Minimum Gallon of an Aquaponics Fish Tank

The size of an aquaponics tank is key for a healthy, sustainable system. Here's what to consider when choosing the minimum gallon capacity:

  • For filtration and waste management bigger is better and but harder.
  • For temperature/pH stability bigger is better and easier but more costly to heat.
  • Start small, adapt as you go.
  • For learning: start with a 1-gallon tank.
  • For self-sufficiency: aim for 100-200 gallons.
  • For a family of 4: 250-500 gallons.


Plus, certain fish species need their own space. Researching them helps to determine the right gallon capacity.

An example: An aquaponics enthusiast once started small with a 10-gallon tank. Gradually, he built up to over 500 gallons. His experience taught him that starting small and adapting is best. Many mistakes he made with a small system prevented them from being made with a big system. Now, he enjoys a bountiful harvest from his self-sustaining system. So, pick your tank size like you would a joke: not too small, not too big and DIY.

Maintenance and Cleaning related to Fish Tank Size

Maintaining and cleaning a fish tank in an aquaponics setup can depend on its size. Here are 3 points to ponder:

  1. A larger tank needs less maintenance than a smaller one. The bigger volume of water keeps the temperature, pH levels, and nutrient distribution more stable. So, less cleaning and maintenance is needed to support the fish and plants.
  2. Use an automated system to decrease the need for manual tasks. It helps regulate water flow, ensures water quality, and even feeds the fish. This gives a virtually maintenance-free experience, with healthy fish and plants.
  3. Bigger tanks are cleaner.
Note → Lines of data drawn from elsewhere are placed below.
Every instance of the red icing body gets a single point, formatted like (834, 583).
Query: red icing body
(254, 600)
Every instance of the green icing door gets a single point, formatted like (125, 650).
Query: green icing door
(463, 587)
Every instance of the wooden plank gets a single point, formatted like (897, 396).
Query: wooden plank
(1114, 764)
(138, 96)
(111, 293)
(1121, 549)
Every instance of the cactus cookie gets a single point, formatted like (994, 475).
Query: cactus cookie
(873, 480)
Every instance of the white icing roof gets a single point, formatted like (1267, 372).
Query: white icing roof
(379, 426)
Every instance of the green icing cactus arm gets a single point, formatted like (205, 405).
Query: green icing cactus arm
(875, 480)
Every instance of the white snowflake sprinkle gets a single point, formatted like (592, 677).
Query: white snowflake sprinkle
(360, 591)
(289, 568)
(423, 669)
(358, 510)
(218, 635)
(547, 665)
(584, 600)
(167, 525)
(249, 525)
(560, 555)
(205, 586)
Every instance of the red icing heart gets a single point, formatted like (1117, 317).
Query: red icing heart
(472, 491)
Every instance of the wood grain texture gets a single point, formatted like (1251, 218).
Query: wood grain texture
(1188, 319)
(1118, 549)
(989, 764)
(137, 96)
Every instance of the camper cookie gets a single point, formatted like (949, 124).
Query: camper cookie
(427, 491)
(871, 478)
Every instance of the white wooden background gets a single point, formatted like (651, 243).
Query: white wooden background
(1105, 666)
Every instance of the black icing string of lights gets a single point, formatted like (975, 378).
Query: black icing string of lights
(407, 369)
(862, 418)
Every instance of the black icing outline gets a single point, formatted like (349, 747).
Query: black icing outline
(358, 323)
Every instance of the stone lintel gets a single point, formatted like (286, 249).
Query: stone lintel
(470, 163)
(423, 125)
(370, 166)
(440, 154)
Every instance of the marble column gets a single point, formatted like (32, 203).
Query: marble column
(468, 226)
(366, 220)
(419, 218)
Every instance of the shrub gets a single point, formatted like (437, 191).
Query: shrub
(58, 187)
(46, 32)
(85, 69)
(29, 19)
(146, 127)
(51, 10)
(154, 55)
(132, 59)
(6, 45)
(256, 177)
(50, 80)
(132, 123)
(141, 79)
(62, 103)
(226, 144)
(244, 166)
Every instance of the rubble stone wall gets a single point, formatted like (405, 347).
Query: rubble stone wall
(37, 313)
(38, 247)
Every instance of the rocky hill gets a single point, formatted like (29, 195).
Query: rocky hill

The waste produced by the fish gets diluted better in more water. So, there is less time spent on cleaning filters or removing debris.

Size of the tank and using automated systems can drastically reduce maintenance needs. It also ensures optimum conditions for aquatic success.

Have you ever repurposed an item for your aquaponics fish tank? Share your creative ideas in the comments below!

Still not sure? Then use IBC Container, made for transport, it's sturdy and has standardized accessories.